Dark purple pepper and very black one have the same taste as the green pepper has. It is healthier to eat fresh peppers since they turn green when fried or braised.
Almost black pepper is not the black, but real pepper that grows in India and other warm countries, and using which very piquant spices are prepared (spices are also made from white pepper).
Peppers of any colors may be used for consumption being fresh or cut for salads.
Contents of the bell pepper
100 gr of bell pepper contain 20 calories, cholesterol 0 mg, vitamin C 80 mg (maximum up to 500 mg), carbohydrates (capsaicin, sugar 2,4 g.) 4,6 gr, proteins 0,9 gr, carotene 14 mg, calcium 10 mg, vitamins Р, В1, В2, ethereal (1, 5%) fats 0,2 gr (fatty oil in seeds up to 10%). It is worth saying that vitamins themselves are not a source of energy for our body. Their only functions are to regulate our metabolism, participate in various chemical processes of the body, thereby allowing it to function properly and, thus, be less affected by illnesses. Moreover, vitamins can be water-soluble (vitamin C, and all the vitamins of group B) and fat-soluble (these are A, E, D, K). There is plenty of information about vitamins in the Internet.

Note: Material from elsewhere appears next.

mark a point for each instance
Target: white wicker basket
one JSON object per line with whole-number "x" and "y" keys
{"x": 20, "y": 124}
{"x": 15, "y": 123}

Let’s pay more attention to the vitamin C, since the bell pepper contains it in a considerable amount. The C element takes part in the processes of skin breathing, exchanging proteins blocks, consuming carbohydrates. “C” is also called ascorbic acid or antiscorbutic vitamin. Ascorbic acid increases the immunity of the organism, it saves collagen – the protein, which is the basis of the connective tissue (strengthens blood vessels, human tendons). “C” normalizes cholesterol in our blood, helps to assimilate the iron to the body and, therefore, brings the blood in order. Plus, it helps the body to produce adrenaline. So, the average person needs from 30 mg (infants) to about 110 mg (pregnant women, they have a vitamin C deficiency of about 65% in the pregnancy period).
So, how much useful “C” is there in various products? In the first place goes the dog rose, which has about 470 mg of vitamin C (up to 1200 mg in the dry form). Nevertheless, the honorable second place takes “our” favorite bell pepper with 250 mg. Then, the black currant and the sea-buckthorn with 200 mg go. They are followed by the other products, such as lemon, parsley, dried ceps, brussel sprouts, fennel, wild leek, red garden ash, etc. The amount is indicated based on the 100 grams of vegetables. Please, note that the red bell pepper contains more vitamin C than the green one. More vitamin C can be found in seeds and next to the peduncle.
To sum up, consuming natural products is far better than consuming various advertised dietary supplements. However, products (including the bell pepper) are more useful if consumed fresh since there is more vitamin C than thermally processed .
What is the best way to preserve vitamin C in the bell pepper? The main enemy is oxygen; after heat treatment it is necessary to reduce the access of oxygen – to close the tops. Fat also prevents oxygen from entering inside the product. Moreover, the product should be cooked for a short period of time. Try to cook the whole pepper without cutting it since when the fetus is cut, the oxygen starts to actively destroy the vitamins. One more remark: vitamins may be more ruined in an alkaline and neutral environment than in an acidic one. A pepper in sour cabbage or apples maintains vitamin C better. In addition, do not hold a pepper in water for a long time as water is known to be the enemy of the vitamin as well. The last but not the least enemy, which I forgot to mention, is smoking. Smoking requires additional consumption of vitamin C, so that the body could maintain it in the normal amount.
In conclusion, eating at least one red bell pepper a day, one can keep a sufficient level of vitamin C in the body.